In magnetic resonance imaging (MRI), intensity inhomogeneity refers to an acquisition artifact which introduces
a non-linear variation in the signal intensities within the image. Intensity inhomogeneity is known to significantly
affect computerized analysis of MRI data (such as automated segmentation or classification procedures), hence
requiring the application of bias field correction (BFC) algorithms to account for this artifact.

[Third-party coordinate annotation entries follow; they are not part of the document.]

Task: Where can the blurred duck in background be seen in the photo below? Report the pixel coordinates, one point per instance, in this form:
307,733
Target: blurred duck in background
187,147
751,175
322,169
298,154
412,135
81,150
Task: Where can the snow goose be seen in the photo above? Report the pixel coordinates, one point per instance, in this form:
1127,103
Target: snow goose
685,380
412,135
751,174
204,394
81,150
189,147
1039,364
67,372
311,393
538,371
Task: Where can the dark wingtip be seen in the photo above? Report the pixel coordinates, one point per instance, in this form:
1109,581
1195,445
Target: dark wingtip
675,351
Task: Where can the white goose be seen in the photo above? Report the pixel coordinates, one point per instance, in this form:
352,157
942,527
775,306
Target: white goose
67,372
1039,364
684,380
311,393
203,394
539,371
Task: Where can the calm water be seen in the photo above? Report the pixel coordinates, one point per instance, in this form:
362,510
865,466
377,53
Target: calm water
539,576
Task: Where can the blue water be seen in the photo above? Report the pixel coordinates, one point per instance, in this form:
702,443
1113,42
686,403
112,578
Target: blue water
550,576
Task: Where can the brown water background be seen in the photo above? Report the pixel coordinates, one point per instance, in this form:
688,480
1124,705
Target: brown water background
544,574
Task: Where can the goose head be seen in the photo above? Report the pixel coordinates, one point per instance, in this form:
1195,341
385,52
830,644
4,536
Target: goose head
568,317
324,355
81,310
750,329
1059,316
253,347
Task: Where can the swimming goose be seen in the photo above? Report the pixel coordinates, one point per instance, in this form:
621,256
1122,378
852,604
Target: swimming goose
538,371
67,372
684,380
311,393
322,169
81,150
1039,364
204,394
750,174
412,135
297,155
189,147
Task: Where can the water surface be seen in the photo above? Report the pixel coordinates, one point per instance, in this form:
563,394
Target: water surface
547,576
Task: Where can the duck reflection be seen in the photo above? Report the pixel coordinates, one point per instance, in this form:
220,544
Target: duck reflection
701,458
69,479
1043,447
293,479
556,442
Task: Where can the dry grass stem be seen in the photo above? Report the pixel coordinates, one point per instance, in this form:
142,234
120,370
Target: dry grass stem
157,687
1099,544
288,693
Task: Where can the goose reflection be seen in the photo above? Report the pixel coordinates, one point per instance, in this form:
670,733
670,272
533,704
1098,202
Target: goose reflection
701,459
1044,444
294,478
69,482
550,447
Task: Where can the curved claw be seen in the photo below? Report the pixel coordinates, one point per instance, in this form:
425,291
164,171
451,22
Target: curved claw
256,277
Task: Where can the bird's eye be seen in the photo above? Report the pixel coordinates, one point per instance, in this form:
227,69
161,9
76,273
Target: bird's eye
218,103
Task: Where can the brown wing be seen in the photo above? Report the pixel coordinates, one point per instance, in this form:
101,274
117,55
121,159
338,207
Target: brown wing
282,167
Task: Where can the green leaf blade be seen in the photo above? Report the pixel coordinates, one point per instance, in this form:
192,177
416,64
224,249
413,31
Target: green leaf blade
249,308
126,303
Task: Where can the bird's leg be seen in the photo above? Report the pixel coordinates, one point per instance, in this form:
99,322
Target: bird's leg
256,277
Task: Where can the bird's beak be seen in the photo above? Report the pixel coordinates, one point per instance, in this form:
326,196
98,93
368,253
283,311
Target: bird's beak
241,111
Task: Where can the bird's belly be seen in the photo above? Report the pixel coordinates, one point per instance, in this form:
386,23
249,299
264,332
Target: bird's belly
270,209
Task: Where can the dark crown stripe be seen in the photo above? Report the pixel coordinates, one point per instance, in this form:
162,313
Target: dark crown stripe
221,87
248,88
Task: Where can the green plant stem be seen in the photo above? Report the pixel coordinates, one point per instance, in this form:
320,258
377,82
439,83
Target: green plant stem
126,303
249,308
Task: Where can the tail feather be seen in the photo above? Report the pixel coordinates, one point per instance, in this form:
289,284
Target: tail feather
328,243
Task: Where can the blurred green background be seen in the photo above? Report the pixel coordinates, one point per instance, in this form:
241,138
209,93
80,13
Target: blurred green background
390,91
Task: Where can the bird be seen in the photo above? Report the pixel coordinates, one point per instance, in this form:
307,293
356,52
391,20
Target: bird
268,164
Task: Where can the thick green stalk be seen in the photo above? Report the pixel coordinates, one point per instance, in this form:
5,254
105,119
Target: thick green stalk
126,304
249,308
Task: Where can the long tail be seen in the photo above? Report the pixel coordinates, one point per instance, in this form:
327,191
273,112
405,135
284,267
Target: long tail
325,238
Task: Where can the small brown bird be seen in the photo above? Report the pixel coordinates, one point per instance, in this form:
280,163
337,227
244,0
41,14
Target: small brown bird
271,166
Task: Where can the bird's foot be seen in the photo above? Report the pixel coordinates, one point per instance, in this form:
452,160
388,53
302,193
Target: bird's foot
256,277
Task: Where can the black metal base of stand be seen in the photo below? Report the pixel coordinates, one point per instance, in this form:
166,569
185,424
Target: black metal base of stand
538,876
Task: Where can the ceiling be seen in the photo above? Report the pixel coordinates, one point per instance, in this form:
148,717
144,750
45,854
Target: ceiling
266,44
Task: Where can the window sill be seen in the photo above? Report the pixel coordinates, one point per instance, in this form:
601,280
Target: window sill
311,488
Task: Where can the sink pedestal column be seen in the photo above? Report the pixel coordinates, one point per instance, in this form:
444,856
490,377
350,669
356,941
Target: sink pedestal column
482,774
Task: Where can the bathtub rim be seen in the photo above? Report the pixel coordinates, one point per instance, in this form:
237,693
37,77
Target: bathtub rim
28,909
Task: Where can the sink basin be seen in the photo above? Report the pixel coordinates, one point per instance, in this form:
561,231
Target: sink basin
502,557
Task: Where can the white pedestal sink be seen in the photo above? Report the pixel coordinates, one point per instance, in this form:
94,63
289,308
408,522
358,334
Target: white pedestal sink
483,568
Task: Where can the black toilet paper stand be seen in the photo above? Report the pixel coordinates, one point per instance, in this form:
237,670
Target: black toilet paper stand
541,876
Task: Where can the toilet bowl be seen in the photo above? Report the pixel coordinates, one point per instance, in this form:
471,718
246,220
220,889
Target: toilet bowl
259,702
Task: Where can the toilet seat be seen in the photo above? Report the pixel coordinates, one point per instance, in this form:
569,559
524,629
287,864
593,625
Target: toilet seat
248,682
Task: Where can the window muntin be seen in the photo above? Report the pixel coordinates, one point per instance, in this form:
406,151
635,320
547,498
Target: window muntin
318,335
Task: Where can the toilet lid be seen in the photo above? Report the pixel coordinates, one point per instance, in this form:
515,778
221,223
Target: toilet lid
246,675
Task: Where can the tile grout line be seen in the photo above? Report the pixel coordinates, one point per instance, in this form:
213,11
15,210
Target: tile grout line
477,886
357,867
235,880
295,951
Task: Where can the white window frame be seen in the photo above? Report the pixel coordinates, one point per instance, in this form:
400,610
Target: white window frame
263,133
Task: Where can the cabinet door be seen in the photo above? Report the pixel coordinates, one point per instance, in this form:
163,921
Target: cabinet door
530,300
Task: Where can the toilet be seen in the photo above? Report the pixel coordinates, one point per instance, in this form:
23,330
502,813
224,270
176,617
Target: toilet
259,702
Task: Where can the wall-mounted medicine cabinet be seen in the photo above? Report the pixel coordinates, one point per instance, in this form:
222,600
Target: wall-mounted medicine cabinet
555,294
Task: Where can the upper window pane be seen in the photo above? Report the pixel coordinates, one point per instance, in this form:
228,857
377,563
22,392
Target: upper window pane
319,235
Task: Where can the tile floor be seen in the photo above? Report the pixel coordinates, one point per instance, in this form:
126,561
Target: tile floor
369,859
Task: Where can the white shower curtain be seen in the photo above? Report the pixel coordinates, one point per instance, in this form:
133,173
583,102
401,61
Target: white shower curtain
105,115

Quantitative
evaluation of BFC schemes is typically performed using generalized intensity-based measures (percent coefficient
of variation, %CV ) or information-theoretic measures (entropy). While some investigators have previously
empirically compared BFC schemes in the context of different domains (using changes in %CV and entropy
to quantify improvements), no consensus has emerged as to the best BFC scheme for any given application.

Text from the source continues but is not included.